Beresford, the former Newcastle United left-back in Kevin Keegan's famous team of entertainers, knows Wilder's managerial methods better than most. He was there at the very start of the journey. A fellow Sheffield lad, their paths diverged as youngsters before becoming drinking buddies again in their retirement. Not that Beresford's lasted very long.
Wilder was making his first forays into coaching at the time with Bradway, a Sunday league team in the Steel City. He has since confessed to picking the team in the nightclub on the Saturday night before the game and in Beresford's case that was where he did his recruitment too. Wilder was soon attempting to coax his old friend into making a return.
But what was the reply?
"I thought he was joking but he told me I would love it," says Beresford.
"I turned up the following week and it was fantastic. He got a decent team together. There were a couple of weeks where I was a bit of a diva. I would turn up for these away games and say: 'I can't play on that, my knees won't take it'. But our pitches were really good, to be fair. Most of the lads were Blades fans and we even played in the Sheffield United kit."
Beresford went on to follow Wilder to Alfreton and then Halifax Town as his coaching career really began to progress. Even back then, there were signs of the success that was to come.
"From the very start, you could see that Chris was destined to become a top manager," he adds. "He had no money so he kept things quite simple but he always knew how to deal with players. The man-management side of it was second to none with him. He knew when players needed a cuddle and he knew when they needed a rollicking.
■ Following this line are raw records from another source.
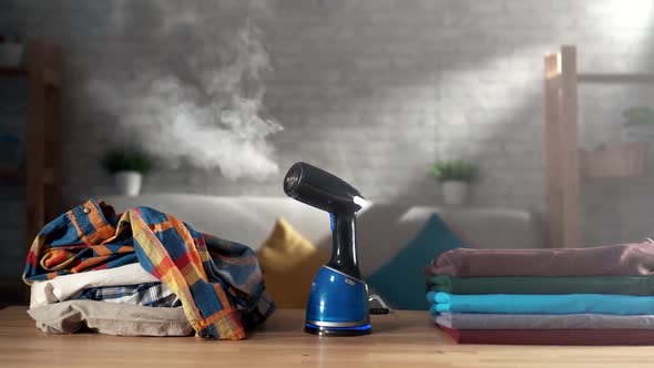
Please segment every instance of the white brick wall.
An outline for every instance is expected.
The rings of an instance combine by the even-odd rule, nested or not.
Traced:
[[[64,48],[69,195],[112,191],[98,157],[120,111],[110,115],[90,103],[89,75],[143,72],[149,65],[139,62],[142,55],[165,53],[166,42],[177,42],[156,39],[154,30],[180,17],[196,18],[181,31],[210,35],[252,17],[265,32],[275,68],[266,75],[265,105],[285,127],[270,139],[282,172],[263,182],[231,182],[216,172],[181,168],[153,173],[146,192],[283,195],[284,171],[303,160],[337,173],[369,198],[433,204],[440,200],[429,164],[461,156],[481,165],[474,204],[542,212],[543,54],[574,43],[582,70],[652,70],[648,4],[13,0],[0,11],[0,30],[44,35]],[[192,53],[193,47],[185,50]],[[186,57],[161,60],[174,65]],[[590,101],[582,102],[582,117],[602,120],[596,130],[584,127],[589,144],[612,136],[611,124],[640,95],[622,89],[617,96],[600,93],[600,101],[597,93],[581,94]]]

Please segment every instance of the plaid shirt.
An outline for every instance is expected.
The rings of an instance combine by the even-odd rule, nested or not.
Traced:
[[[78,299],[165,308],[174,308],[182,305],[182,300],[162,283],[92,287],[84,289]]]
[[[198,336],[243,339],[275,310],[247,246],[197,233],[149,207],[129,209],[119,221],[111,206],[94,201],[45,225],[28,253],[23,280],[134,262],[182,300]]]

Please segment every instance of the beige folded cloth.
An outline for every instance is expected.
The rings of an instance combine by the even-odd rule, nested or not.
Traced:
[[[193,328],[184,310],[96,300],[68,300],[28,310],[44,333],[72,334],[86,326],[91,330],[123,336],[188,336]]]

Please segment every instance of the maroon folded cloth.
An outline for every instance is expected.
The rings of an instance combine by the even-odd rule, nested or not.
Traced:
[[[654,242],[566,249],[470,249],[441,254],[425,274],[477,276],[640,276],[654,274]]]
[[[438,326],[457,344],[652,345],[651,329],[452,329]]]

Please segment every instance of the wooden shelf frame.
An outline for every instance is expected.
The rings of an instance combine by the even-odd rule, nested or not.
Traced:
[[[544,58],[545,157],[550,247],[580,246],[580,83],[652,84],[653,73],[579,72],[576,48]]]

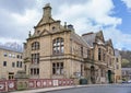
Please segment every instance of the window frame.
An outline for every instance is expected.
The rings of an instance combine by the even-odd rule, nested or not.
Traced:
[[[64,39],[62,37],[57,37],[52,40],[52,54],[64,54]]]

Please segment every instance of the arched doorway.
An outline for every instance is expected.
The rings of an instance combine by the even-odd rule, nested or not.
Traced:
[[[112,83],[112,80],[111,80],[111,70],[108,70],[108,82]]]
[[[91,82],[95,83],[95,67],[91,66]]]

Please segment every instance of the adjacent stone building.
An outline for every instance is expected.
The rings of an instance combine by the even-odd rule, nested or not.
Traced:
[[[19,70],[24,70],[22,50],[0,46],[0,80],[11,80]]]
[[[73,25],[51,18],[51,7],[24,43],[25,71],[31,79],[86,78],[88,83],[115,81],[115,50],[103,32],[79,36]]]
[[[83,34],[82,37],[90,46],[87,49],[87,58],[85,59],[87,79],[92,83],[114,82],[115,51],[111,39],[105,40],[102,31]]]
[[[123,81],[131,80],[131,68],[122,68],[122,80]]]
[[[119,83],[122,80],[121,72],[121,56],[118,49],[115,49],[115,82]]]

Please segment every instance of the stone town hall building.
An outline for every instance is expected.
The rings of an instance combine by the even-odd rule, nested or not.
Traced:
[[[31,79],[84,77],[90,83],[114,81],[114,47],[103,32],[79,36],[73,25],[61,25],[51,18],[51,7],[24,43],[25,71]]]

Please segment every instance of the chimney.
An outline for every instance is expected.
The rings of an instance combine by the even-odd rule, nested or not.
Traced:
[[[45,4],[44,9],[44,18],[51,18],[51,7],[50,3]]]

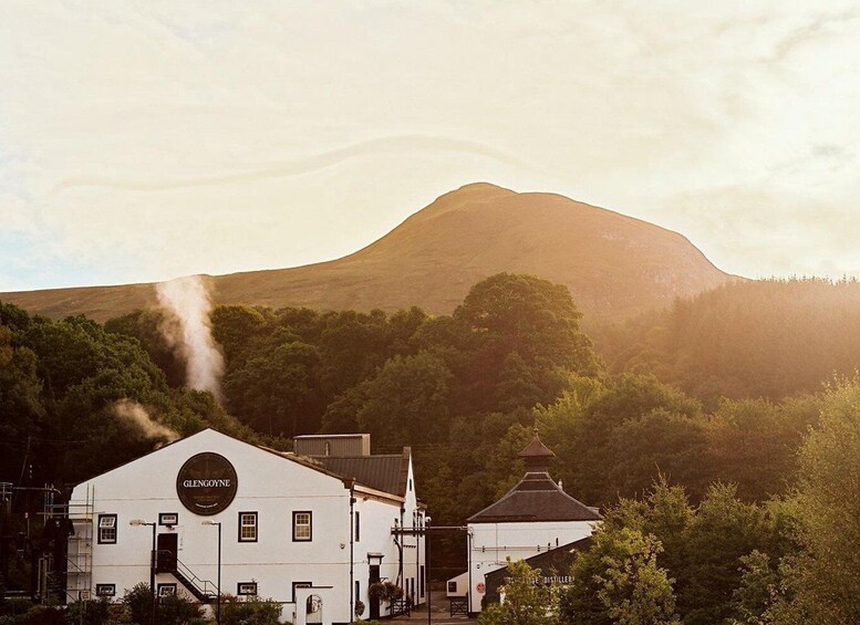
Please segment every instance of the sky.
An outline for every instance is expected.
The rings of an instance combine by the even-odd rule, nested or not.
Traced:
[[[0,291],[297,267],[474,181],[860,277],[860,6],[0,0]]]

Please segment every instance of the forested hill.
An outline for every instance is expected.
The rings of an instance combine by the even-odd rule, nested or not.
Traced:
[[[559,195],[475,184],[351,256],[213,282],[219,304],[362,312],[417,305],[449,314],[473,284],[504,271],[566,285],[587,321],[663,308],[732,279],[676,232]],[[155,305],[155,290],[55,289],[0,293],[0,301],[52,317],[106,321]]]

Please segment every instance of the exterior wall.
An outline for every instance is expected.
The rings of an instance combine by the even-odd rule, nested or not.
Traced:
[[[302,456],[370,456],[370,434],[307,435],[294,439],[296,452]],[[325,452],[325,445],[329,452]]]
[[[484,576],[507,566],[507,558],[525,560],[589,537],[593,529],[594,521],[469,523],[469,611],[480,612],[486,594]]]
[[[412,489],[408,489],[410,483],[412,483]],[[422,586],[422,582],[426,580],[426,571],[422,571],[425,565],[424,538],[408,533],[397,538],[403,544],[403,567],[401,569],[400,550],[391,535],[391,530],[401,527],[401,524],[406,530],[411,530],[414,523],[423,522],[416,517],[416,512],[423,513],[423,511],[418,509],[414,485],[414,473],[412,462],[410,462],[407,491],[402,508],[380,502],[370,491],[356,491],[355,511],[360,514],[361,531],[359,540],[353,544],[355,552],[354,581],[359,582],[360,598],[367,606],[362,618],[367,618],[370,611],[370,597],[367,596],[370,562],[367,554],[383,554],[380,566],[380,577],[383,581],[396,583],[403,587],[406,594],[408,594],[410,588],[414,588],[415,605],[426,601],[426,591]],[[373,530],[374,528],[377,530]],[[383,532],[382,528],[385,528],[387,533]],[[385,605],[382,606],[382,614],[387,614]]]
[[[227,458],[236,469],[238,481],[232,502],[213,517],[200,517],[187,510],[176,491],[180,467],[188,458],[204,451]],[[201,522],[221,523],[222,593],[237,594],[240,582],[256,582],[257,594],[283,603],[283,616],[291,619],[294,582],[331,586],[327,596],[334,605],[325,606],[327,619],[351,621],[350,490],[340,478],[214,430],[205,430],[79,485],[72,493],[72,502],[84,500],[87,487],[94,493],[94,535],[99,534],[99,514],[116,514],[117,518],[115,544],[93,541],[94,591],[96,584],[115,584],[116,598],[120,598],[135,584],[148,583],[152,528],[129,527],[128,523],[133,519],[157,522],[159,513],[169,512],[178,513],[178,524],[175,528],[156,527],[156,532],[177,534],[178,560],[213,585],[218,576],[218,528]],[[361,535],[354,549],[354,579],[362,582],[362,601],[367,604],[366,552],[383,553],[383,575],[396,579],[397,550],[391,527],[404,502],[384,493],[365,501],[356,492],[356,499]],[[292,513],[296,511],[312,513],[311,541],[293,541]],[[239,512],[257,512],[256,542],[238,540]],[[156,584],[159,583],[177,584],[177,591],[185,592],[182,583],[169,573],[159,573]]]

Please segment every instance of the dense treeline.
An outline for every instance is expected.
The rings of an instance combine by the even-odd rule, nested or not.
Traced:
[[[825,604],[841,618],[860,590],[831,569],[860,570],[846,542],[860,540],[846,530],[860,519],[860,383],[821,381],[853,369],[854,303],[852,282],[728,285],[600,334],[609,368],[569,292],[533,277],[491,277],[450,316],[220,306],[222,405],[184,388],[158,311],[101,326],[0,304],[0,468],[13,482],[74,482],[152,450],[164,435],[117,416],[131,402],[179,435],[213,426],[286,445],[369,431],[375,452],[410,445],[434,520],[459,524],[519,479],[537,426],[553,477],[612,510],[579,565],[642,566],[665,622],[806,618]],[[438,556],[458,562],[462,543]],[[589,623],[618,622],[587,608]]]
[[[510,563],[480,625],[860,623],[860,381],[830,385],[780,498],[714,483],[698,503],[659,479],[605,513],[566,587]],[[548,572],[543,572],[545,574]]]
[[[152,451],[170,430],[256,439],[210,394],[170,388],[137,340],[2,303],[0,415],[0,481],[17,486],[82,481]]]
[[[738,281],[595,330],[613,371],[652,373],[709,405],[779,399],[860,367],[860,282]]]

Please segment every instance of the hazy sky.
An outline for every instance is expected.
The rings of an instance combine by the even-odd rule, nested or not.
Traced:
[[[328,260],[487,180],[860,277],[856,2],[0,0],[0,291]]]

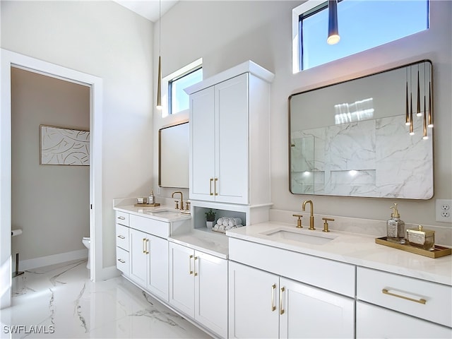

"The big thing about him is that camaraderie between the players. I was lucky enough to play under Kevin Keegan and he was a brilliant man-manager. I think Chris is similar. If there is a difference between the two it's the experience that Chris has now got to fall back on. Kevin didn't have that when it started to go wrong for him and he could not adapt.
"I think that's what has made Chris. The experience of doing it down there has helped him. He has learned from that. It doesn't matter what level it is, it's about learning how to make a difference from the touchline - isolating the weakest player, getting your best player on the ball in space. He has done it at every level and he just adapts no matter what."
The need to adapt became more pressing at Oxford United in 2010 when Wilder won promotion to the Football League for the first time. It was here that he demonstrated the nuance that accompanies his no-nonsense approach. He surrounded himself with quality coaches and was not afraid to take a more collegiate approach, seeking the advice of others.
Michael Duberry was at the tail end of his career when he signed for Oxford the following summer. The former Chelsea and Leeds centre-back, a man with more than a decade of Premier League experience working under coaches such as Glenn Hoddle, Ruud Gullit, Gianluca Vialli and Terry Venables, was nevertheless impressed by Wilder's approach.
There were no attempts to convert him into an overlapping centre-back - "if he had got hold of me 15 years earlier he might have tried it!" - but there was an openness to his style.
"He knew the old school in terms of the hairdryer and the discipline side of it but he was entering the new school as well because he knew what modern players are like and how you can lose them if you are just one way all the time," Duberry tells Sky Sports.